Het model van Starreveld en La Heij (1996) kan dus de interferentie van identieke niet-cognaten verklaren, terwijl het model van Costa et al. (1999) de

facilitatie van identieke cognaten kan verklaren. Geen van deze modellen kan echter beide effecten tegelijkertijd verklaren. Het blijft daarom vooralsnog onduidelijk welk model de voorkeur verdiend. Echter zijn er drie verschillen tussen onderhavig onderzoek en het onderzoek van Costa (1999), die van invloed kunnen zijn op de uitlopende resultaten. Ten eerste namen aan het onderzoek van Costa (1999) evenwichtig tweetaligen deel, maar aan onderhavig onderzoek namen niet- evenwichtig tweetaligen deel. Ten tweede spraken de proefpersonen van het

onderzoek van Costa (1999) talen van dezelfde taalfamilie, maar de deelnemers van onderhavig onderzoek spraken talen van verschillende taalfamilies.
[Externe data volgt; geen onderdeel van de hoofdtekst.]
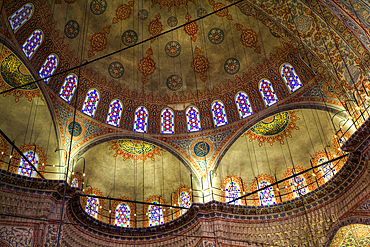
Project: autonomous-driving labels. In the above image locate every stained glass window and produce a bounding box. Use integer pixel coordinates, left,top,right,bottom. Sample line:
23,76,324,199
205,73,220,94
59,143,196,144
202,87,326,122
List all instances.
280,64,303,93
290,176,308,198
114,203,130,227
212,101,227,127
82,89,99,117
85,197,99,218
134,106,149,133
225,182,240,205
258,181,276,206
22,29,43,59
260,79,278,107
186,106,202,132
18,151,39,177
161,108,175,134
179,191,191,215
59,74,77,103
39,54,58,83
8,3,33,33
148,202,163,226
107,99,123,127
235,92,253,119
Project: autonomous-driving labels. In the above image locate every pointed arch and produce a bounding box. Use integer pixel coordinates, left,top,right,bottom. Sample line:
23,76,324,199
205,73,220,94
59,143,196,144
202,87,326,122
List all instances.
22,29,44,59
59,73,78,103
134,106,149,133
107,99,123,127
259,79,278,107
161,108,175,134
8,3,35,33
39,53,59,83
235,91,253,119
280,63,303,93
211,100,227,127
82,88,100,117
185,106,202,132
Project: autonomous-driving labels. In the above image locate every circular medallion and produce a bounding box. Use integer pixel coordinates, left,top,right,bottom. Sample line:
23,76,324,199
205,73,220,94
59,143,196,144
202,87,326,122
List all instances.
224,58,240,75
208,28,225,45
166,75,182,91
190,139,213,160
64,20,80,39
167,16,177,27
164,41,181,57
122,30,138,46
137,9,149,21
108,62,125,79
90,0,107,15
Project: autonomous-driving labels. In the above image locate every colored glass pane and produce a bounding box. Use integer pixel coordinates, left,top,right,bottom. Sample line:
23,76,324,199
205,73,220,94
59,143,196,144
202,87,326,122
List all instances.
148,202,163,226
258,181,276,206
39,55,58,83
235,92,253,119
281,64,303,93
186,106,201,132
82,89,99,117
260,79,278,107
134,106,149,133
18,151,39,177
225,182,240,205
107,99,123,127
59,74,77,103
8,3,33,32
114,203,130,227
179,191,191,214
212,101,227,127
22,29,43,59
161,108,175,134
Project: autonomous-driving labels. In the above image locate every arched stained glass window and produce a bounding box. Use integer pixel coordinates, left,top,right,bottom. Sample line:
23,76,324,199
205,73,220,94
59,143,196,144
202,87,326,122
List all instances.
82,89,100,117
212,101,227,127
107,99,123,127
235,92,253,119
85,197,99,218
148,202,163,226
8,3,33,33
22,29,43,59
18,151,39,177
39,54,58,83
289,176,308,198
114,203,130,227
134,106,149,133
260,79,278,107
225,181,240,205
258,181,276,206
59,74,78,103
185,106,202,132
179,191,191,215
280,64,303,93
161,108,175,134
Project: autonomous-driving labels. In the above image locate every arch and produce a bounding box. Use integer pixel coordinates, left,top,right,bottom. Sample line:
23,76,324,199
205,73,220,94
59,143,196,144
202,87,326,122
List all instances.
134,106,149,133
211,100,227,127
114,203,130,227
82,88,100,117
280,63,303,93
18,150,39,177
259,79,278,107
161,108,175,134
235,91,253,119
185,106,202,132
59,73,78,103
8,3,35,33
107,99,123,127
22,29,44,59
39,53,59,83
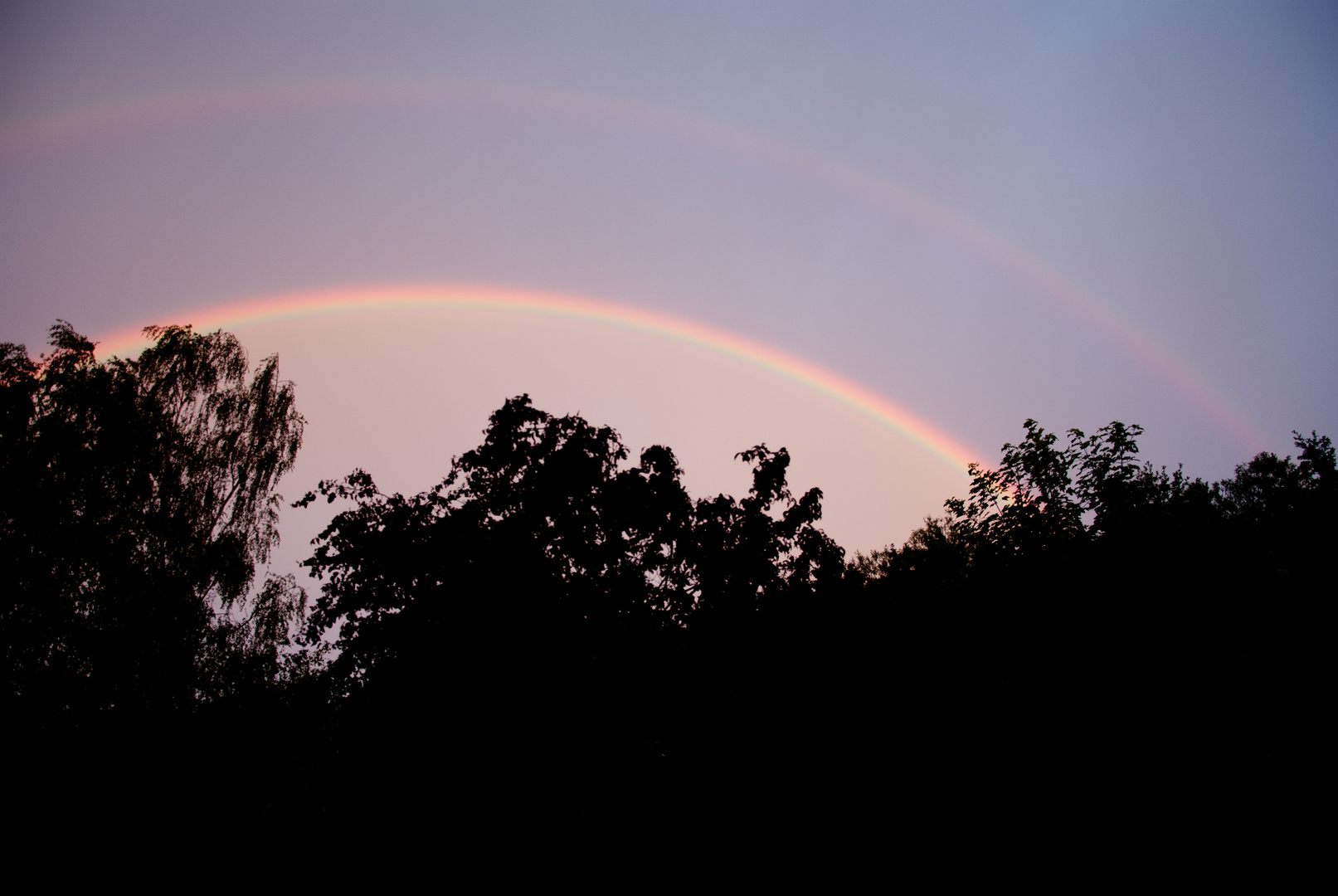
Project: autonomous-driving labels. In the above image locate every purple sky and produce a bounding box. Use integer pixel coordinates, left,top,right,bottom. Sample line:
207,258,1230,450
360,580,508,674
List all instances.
0,2,1338,553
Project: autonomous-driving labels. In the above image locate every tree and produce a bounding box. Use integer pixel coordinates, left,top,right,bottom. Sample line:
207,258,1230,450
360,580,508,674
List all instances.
0,321,304,715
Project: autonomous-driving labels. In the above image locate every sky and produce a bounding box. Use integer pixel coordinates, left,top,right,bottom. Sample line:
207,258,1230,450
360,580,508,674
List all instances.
0,0,1338,563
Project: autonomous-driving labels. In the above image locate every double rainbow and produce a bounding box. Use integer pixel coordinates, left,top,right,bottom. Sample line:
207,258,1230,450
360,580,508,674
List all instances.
98,286,980,472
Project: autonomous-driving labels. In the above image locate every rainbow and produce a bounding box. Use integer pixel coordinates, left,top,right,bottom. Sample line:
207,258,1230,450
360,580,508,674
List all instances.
98,286,982,472
0,80,1271,448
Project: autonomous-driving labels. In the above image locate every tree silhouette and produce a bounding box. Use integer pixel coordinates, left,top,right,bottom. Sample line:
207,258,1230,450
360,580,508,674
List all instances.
0,322,303,713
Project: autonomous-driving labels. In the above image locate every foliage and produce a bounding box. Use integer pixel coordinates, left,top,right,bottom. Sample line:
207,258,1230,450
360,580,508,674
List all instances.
0,321,303,712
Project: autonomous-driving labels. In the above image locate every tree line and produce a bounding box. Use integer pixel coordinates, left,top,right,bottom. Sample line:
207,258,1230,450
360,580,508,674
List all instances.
0,322,1338,816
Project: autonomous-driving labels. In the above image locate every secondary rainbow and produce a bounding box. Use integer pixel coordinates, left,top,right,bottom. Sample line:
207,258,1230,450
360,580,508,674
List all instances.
0,80,1270,446
98,286,982,472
Ten slotte

gebruikte Costa (1999) in het onderzoek zowel de distractoren uit de doeltaal als uit de niet-doeltaal. In onderhavig onderzoek werden alleen distractoren uit de niet- doeltaal gebruikt.
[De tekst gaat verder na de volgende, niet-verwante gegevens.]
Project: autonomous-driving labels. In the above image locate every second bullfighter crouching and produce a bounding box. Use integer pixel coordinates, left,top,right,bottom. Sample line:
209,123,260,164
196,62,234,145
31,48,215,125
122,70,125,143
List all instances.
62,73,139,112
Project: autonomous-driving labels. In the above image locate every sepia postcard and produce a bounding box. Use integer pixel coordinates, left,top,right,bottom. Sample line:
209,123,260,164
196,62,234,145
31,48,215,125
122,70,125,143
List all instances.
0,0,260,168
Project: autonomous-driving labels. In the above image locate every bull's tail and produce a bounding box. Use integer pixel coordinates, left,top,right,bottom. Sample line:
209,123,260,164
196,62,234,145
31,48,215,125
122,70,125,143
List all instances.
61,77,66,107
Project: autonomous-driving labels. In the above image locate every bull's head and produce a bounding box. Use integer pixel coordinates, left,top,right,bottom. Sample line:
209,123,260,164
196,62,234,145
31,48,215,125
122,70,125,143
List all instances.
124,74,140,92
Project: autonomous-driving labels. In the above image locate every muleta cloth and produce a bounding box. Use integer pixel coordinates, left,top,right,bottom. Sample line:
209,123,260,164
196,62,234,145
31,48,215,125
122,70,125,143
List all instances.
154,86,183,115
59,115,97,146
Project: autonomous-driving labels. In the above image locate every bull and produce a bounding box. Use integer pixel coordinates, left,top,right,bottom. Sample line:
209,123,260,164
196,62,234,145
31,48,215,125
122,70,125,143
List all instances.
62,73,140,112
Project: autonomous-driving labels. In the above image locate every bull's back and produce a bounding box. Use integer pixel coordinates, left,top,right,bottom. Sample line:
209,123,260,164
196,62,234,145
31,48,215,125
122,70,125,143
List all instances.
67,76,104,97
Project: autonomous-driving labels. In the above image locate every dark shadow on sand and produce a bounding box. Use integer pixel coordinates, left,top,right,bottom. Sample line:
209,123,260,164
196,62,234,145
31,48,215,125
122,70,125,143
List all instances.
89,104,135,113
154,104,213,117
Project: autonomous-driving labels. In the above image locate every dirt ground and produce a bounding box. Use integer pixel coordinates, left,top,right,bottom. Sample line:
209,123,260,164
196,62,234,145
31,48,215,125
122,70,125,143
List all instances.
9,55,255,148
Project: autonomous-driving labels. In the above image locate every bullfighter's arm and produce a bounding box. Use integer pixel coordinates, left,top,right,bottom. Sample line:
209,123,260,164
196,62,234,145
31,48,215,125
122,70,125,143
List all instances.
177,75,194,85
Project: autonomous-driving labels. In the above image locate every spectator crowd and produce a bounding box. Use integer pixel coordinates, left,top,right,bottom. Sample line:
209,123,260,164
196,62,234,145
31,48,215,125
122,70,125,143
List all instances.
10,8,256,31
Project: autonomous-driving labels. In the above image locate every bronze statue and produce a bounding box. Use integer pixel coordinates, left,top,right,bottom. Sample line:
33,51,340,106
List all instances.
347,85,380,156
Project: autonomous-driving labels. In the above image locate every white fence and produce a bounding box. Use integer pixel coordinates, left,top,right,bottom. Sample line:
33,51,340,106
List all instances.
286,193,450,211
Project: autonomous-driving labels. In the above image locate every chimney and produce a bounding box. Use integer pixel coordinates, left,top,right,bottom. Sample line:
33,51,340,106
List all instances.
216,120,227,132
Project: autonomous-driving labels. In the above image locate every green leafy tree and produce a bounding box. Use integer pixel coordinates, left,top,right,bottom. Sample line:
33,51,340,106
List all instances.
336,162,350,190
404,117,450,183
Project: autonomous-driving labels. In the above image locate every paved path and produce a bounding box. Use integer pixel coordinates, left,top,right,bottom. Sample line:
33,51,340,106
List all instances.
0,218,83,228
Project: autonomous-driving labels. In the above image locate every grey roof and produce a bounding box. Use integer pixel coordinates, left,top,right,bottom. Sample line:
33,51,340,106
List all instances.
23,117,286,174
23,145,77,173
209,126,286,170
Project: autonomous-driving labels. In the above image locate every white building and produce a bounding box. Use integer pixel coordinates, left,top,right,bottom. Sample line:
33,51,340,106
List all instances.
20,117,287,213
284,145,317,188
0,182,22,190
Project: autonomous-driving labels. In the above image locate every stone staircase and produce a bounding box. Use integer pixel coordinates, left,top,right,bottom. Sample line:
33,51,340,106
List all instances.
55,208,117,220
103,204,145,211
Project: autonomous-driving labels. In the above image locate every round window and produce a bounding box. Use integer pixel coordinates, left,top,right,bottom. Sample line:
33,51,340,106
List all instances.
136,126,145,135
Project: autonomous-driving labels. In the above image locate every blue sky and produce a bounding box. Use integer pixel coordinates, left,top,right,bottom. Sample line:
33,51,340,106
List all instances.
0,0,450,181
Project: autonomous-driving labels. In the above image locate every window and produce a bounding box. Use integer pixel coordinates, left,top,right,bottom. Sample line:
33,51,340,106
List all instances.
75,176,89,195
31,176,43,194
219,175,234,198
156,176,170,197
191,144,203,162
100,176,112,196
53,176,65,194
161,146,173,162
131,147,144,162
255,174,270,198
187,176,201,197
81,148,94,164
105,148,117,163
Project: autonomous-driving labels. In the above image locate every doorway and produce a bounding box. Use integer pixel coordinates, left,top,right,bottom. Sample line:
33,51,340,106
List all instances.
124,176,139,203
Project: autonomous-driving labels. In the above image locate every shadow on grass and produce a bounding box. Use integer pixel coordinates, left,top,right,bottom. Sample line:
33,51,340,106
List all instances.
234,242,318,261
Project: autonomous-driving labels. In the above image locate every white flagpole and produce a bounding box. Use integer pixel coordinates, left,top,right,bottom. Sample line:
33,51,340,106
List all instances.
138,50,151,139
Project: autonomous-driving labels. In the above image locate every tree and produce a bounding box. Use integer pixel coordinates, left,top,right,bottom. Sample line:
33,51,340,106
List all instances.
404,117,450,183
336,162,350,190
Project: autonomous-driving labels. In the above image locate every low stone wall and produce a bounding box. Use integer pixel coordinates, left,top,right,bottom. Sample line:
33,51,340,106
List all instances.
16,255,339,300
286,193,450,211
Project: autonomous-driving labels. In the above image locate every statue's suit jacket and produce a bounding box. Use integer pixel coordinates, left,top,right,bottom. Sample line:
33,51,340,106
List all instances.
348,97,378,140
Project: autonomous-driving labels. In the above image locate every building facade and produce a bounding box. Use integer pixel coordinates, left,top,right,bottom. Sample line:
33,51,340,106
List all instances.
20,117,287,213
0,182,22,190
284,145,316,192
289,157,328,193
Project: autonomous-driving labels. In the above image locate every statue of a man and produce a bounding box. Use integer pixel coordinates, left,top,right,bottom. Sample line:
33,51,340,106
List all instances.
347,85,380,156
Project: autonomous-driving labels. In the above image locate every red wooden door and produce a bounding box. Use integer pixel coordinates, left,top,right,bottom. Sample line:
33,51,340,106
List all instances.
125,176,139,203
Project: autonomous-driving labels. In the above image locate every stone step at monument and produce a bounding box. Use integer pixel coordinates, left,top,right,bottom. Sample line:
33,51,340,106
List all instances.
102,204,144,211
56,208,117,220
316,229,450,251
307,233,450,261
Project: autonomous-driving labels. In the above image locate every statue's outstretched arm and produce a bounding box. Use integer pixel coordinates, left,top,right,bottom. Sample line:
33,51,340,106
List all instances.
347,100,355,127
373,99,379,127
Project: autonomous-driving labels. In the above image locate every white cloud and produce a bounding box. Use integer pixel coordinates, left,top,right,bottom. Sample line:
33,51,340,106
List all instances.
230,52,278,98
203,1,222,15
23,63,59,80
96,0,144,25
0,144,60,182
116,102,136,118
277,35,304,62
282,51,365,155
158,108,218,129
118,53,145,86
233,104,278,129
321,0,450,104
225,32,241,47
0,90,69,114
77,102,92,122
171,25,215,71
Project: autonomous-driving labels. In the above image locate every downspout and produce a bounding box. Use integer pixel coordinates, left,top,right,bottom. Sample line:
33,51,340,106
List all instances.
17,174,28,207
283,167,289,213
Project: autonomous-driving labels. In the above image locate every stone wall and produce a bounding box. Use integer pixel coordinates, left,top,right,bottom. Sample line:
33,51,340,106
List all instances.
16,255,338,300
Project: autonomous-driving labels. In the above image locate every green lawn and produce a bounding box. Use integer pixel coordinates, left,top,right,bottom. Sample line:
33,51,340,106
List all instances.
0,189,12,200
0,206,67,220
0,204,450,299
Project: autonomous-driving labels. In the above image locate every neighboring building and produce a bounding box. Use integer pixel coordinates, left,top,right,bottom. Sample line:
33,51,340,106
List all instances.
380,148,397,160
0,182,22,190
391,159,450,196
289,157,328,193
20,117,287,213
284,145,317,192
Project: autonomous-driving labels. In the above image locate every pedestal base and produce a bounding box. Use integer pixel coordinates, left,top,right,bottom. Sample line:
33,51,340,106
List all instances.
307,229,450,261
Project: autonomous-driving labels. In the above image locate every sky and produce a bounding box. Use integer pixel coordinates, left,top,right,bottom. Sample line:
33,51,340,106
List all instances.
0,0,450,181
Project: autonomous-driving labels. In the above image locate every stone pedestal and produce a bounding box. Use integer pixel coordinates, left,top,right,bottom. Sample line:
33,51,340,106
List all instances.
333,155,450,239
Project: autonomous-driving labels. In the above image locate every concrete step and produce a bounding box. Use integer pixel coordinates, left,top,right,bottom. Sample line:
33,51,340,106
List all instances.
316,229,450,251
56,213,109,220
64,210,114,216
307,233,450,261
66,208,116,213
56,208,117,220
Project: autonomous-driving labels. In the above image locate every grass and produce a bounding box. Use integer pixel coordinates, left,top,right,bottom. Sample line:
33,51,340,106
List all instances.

Zoals verwacht werd in de Poolse groep geen semantisch interferentie-effect, maar wel het fonologische facilitatie effect gevonden. Er werden geen verschillen gevonden in de reactietijden bij het benoemen van plaatjes vergezeld van niet- cognaat, ongerelateerde en semantische distractoren. Deze resultaten komen volledig overeen met de verwachting omdat voor de Poolse groep alle distractoren nonwoorden waren. Om dezelfde redenen werd in deze groep alleen het gevonden fonologische facilitatie effect verwacht. Het feit dat het facilitatie effect groter was in de identieke cognaat conditie dan in de fonologische conditie kan waarschijnlijk

worden toegeschreven aan het gebruikte materiaal, hier wordt later op terug gekomen.

Uit de bovenstaande resultaten kan geconcludeerd worden dat de selectie van Poolse woorden gevoelig is voor de activatie van representaties van woorden in de Nederlandse lexicon. De Pools-Nederlandse groep was langzamer in het benoemen van alle plaatjes met woorddistractoren dan de Poolse groep. Een verklaring hiervoor is waarschijnlijk dat door de activatie van de representaties van de distractoren er bij de Pools-Nederlandse groep meer competitie plaatsvond in het taalsysteem dan bij de Poolse groep.